Filing for Bankruptcy: When This Can Help

Managing your finances and avoiding debt is quite a difficult task nowadays, especially given the fact that most of us have to repay mortgages or cover their student loans. And if you end up unexpectedly falling sick or losing your job the situation may come out of control. At this point you might consider filing for bankruptcy as a way of resolving some of your financial troubles and probably keeping your home, while working to get back on track.

When bankruptcy can help?

There are several cases when filing for bankruptcy can help you regain your life back and turn out as the right decision to make. Below we will review three main cases when this is the right option:

  1. You want to save your home from foreclosure
    If you have defaulted on your mortgage you might be faced with a foreclosure and losing your home. If you want to save it, filing for bankruptcy may be your last option, especially if you didn’t manage to renegotiate the payment plan with your lender. A Chapter 13 bankruptcy will allow you to save your home and strip a second mortgage if it has no equity. As a result of your petition you can get a 3 to 5 year repayment plan that will allow you to catch up on your payments. This kind of filing is suitable if you believe that your situation is temporary and you will be able to get back on track after the period is over.
  2. You want to discharge unpaid debts
    If you are faced with a lot of unpaid medical or other debts and you have no property or sufficient cash flow to repay them, even if you renegotiate your payment plan, then your option is filing for bankruptcy. You will strip off the debt and after a certain period of time you will be able to resume your life.
  3. You want to eliminate your student loans
    As student loans do not fall into the same category as other debt when it comes to bankruptcy, the procedure for discharging them is a bit more complicated. Some attorneys refuse to deal with that, however there are many who will do it and will lead you to a successful end. One of the essential requirements in order to bankrupt your student loans is to pass the Brunner test to prove that they are undue hardship. Basically you answer three questions that your current situation doesn’t allow you to maintain a minimum standard of living while repaying the loans, that this financial situation is likely to continue over a long period of time and that you have made a good faith effort to repay your loans. There are successful cases of attorneys and doctors who have managed to discharge their student loans through bankruptcy, so you could do it too. Make sure to find the right attorney and they will do the job for you.

The 7 steps of a bankruptcy process

The process of filing for bankruptcy is not that complicated and unmanageable but is far from too simple as well. There are certain steps that should be followed and stages to be completed without which the process cannot be successfully finalized. Bear in mind that there are specifications which differ from state to state, despite that the overall procedure is the same. Therefore you shall speak to a reliable local bankruptcy attorney who is aware of the precise details in your region.

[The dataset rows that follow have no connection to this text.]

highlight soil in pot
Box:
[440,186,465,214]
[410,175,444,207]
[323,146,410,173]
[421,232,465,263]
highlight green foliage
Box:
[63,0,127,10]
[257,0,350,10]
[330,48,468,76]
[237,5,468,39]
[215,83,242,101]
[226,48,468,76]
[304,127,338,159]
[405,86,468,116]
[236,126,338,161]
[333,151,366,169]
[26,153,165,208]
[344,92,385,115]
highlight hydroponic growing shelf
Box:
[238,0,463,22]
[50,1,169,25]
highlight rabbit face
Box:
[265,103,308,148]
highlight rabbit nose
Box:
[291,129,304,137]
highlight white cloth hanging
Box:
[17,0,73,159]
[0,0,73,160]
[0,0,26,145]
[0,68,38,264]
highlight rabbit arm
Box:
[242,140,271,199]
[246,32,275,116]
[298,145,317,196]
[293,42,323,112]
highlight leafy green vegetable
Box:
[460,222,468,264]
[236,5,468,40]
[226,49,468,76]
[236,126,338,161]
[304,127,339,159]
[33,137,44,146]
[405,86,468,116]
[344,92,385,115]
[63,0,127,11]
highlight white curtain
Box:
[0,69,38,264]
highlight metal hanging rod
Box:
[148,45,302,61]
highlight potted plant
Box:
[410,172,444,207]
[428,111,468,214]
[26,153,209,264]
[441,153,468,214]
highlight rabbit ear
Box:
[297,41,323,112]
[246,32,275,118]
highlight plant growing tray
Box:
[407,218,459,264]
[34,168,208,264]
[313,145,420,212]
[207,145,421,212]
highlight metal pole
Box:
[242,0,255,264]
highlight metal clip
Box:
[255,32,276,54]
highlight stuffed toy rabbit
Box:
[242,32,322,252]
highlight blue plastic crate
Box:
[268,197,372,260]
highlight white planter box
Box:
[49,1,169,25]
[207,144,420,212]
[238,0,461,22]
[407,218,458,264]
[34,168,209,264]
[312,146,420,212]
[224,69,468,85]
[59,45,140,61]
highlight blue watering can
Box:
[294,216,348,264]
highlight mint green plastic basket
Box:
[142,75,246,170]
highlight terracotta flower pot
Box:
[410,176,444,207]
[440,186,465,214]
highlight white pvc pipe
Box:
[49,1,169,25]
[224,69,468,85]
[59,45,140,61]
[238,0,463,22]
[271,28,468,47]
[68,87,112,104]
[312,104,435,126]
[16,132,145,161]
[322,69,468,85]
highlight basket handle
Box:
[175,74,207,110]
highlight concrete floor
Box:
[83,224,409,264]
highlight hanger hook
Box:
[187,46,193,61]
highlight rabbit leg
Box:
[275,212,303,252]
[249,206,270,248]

Now, once you have made up your mind, here are the steps to follow:

  1. Attend credit counseling – you have to complete a course in credit counseling and debtor education before you file your bankruptcy petition. At the end of the course you receive a certificate, which has to be presented in the court alongside your other documents. The course is usually about 2 hours and costs round $50 but there might be discounts or no fee if you are financially challenged.
  2. Fill out an Intake form – every attorney office has an intake form that you need to fill out. It can be done either online or on the spot depending on the practice. It contains information on your property, budget and debts and used to prepare your petition.
  3. Prepare your documents – you need to gather and prepare all the necessary documents for the petition. The court requires to receive them in PDF format.
  4. Claim your additional benefits – when you file for bankruptcy there are some additional benefits, discharges or special tools that you can take advantage of. A good bankruptcy attorney knows about them and will request them specifically when submitting your claim. Filing on your own often means losing these benefits as they should be asked for and are not automatically added to the petition.
  5. Attend the 341 Meeting of Creditors hearing – after the petition is filed the court assigns a Trustee and a 341 Meeting of Creditors hearing is scheduled within 4-6 weeks afterwards. For a Chapter 13 Bankruptcy a Confirmation hearing is also scheduled. Both meetings can be on the same day or at different times, depending on the specific state regulations. On this meeting you will be asked certain questions in order for the Trustee to determine whether you have given accurate information and decide on your petition.
  6. Complete a financial management course – after your bankruptcy case is filed and you know the case number you should attend a financial management course. You are not going to receive the final court discharge without presenting a certificate for it. It also lasts about 2 hours and costs round $50.
  7. Look for credit record repair – after a bankruptcy case your credit score will suffer. Therefore it is good if you can look for some ways to remedy that. Some bankruptcy attorneys are offering help in this direction as well by giving advice on what to do or with whom to get in touch in order to achieve that. Simply ask your attorney if they can assist you with something like this at the end of your bankruptcy case.

At the end of the day bankruptcy is not a very pleasant but totally manageable process with the assistance of a competent attorney. Make sure to find the right one who is working in your area and who has sufficient time to spend on your personal case.